English actress (born 1995)

Georgina Helen Henley (born 9 July 1995) is an English actress. She began acting as a child, and became known for starring as Lucy Pevensie in the fantasy film series The Chronicles of Narnia (2005–2010), which grossed over US$1.5 billion worldwide and won her several accolades. This includes nods from several critic groups and an Empire Award nomination.

Following the end of the Chronicles of Narnia franchise, she played a leading role in the thriller film Perfect Sisters (2014), and headlined the independent mystery film The Sisterhood of Night (2015), the latter of which earned her praise and established her as a mature actress. She went on to play Margaret Tudor in the biographical series The Spanish Princess (2019–2020).

==Early life==
Henley was born on 9 July 1995 to Helen and Mike Henley in Ilkley, West Yorkshire, where she attended Moorfield School for Girls before attending Bradford Grammar School. She has two older sisters, Rachael and Laura. Rachael played the older version of Lucy Pevensie in The Chronicles of Narnia: The Lion, the Witch and the Wardrobe.

==Career==
Henley made her acting debut as Lucy Pevensie in 2005 film The Chronicles of Narnia: The Lion, the Witch and the Wardrobe, based on the C.S. Lewis novel The Lion, the Witch and the Wardrobe. The film grossed over $745 million worldwide. Henley reprised her role of Lucy Pevensie in the 2008 sequel The Chronicles of Narnia: Prince Caspian and 2010 sequel The Chronicles of Narnia: The Voyage of the Dawn Treader.

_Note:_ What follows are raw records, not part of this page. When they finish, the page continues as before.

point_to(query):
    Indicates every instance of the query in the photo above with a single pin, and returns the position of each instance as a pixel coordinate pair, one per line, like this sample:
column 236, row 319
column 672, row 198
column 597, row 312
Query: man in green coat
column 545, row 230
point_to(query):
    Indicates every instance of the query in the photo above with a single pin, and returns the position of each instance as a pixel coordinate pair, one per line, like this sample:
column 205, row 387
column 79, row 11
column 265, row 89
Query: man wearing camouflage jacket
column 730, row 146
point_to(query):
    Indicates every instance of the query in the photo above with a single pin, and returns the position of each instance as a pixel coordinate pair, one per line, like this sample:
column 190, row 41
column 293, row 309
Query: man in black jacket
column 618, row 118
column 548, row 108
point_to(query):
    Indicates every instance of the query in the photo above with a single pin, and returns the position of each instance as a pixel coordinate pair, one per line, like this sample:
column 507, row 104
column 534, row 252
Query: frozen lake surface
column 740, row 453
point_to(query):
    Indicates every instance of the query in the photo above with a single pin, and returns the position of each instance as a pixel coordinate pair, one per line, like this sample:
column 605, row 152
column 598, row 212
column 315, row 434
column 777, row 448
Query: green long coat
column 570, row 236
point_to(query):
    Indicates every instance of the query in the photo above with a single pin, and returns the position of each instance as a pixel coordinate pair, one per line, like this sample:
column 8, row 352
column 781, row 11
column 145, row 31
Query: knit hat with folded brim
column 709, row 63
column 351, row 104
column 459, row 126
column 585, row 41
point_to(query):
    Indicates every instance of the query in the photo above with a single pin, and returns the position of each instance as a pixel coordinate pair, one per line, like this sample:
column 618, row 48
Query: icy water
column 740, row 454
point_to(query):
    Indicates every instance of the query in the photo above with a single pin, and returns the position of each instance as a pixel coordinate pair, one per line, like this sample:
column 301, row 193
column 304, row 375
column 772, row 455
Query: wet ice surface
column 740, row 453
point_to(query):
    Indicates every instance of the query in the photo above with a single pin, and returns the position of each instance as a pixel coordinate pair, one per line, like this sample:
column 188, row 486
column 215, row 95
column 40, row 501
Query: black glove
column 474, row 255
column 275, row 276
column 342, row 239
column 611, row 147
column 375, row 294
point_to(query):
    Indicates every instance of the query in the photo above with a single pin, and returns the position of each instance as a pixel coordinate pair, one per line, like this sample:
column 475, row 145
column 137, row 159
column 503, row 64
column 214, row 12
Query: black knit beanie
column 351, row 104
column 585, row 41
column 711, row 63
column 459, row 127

Since the release of The Lion, the Witch and the Wardrobe, Henley has appeared as Jill in the stage play Babes in the Wood put on by Upstagers' Theatre Group, which ran from 27 January to 4 February 2006. She starred as Scaramouche in Bradford Grammar School's production of We Will Rock You, which ran from 13 to 16 March 2013. She also appeared as the young Jane Eyre in the 2006 BBC adaptation of Jane Eyre.

Henley appears as Beth in the crime-drama Perfect Sisters a film based on the story of two Canadian teenaged sisters who killed their mother. The film was released in April 2014. Henley plays Mary Warren in The Sisterhood of Night. The film was released in April 2015.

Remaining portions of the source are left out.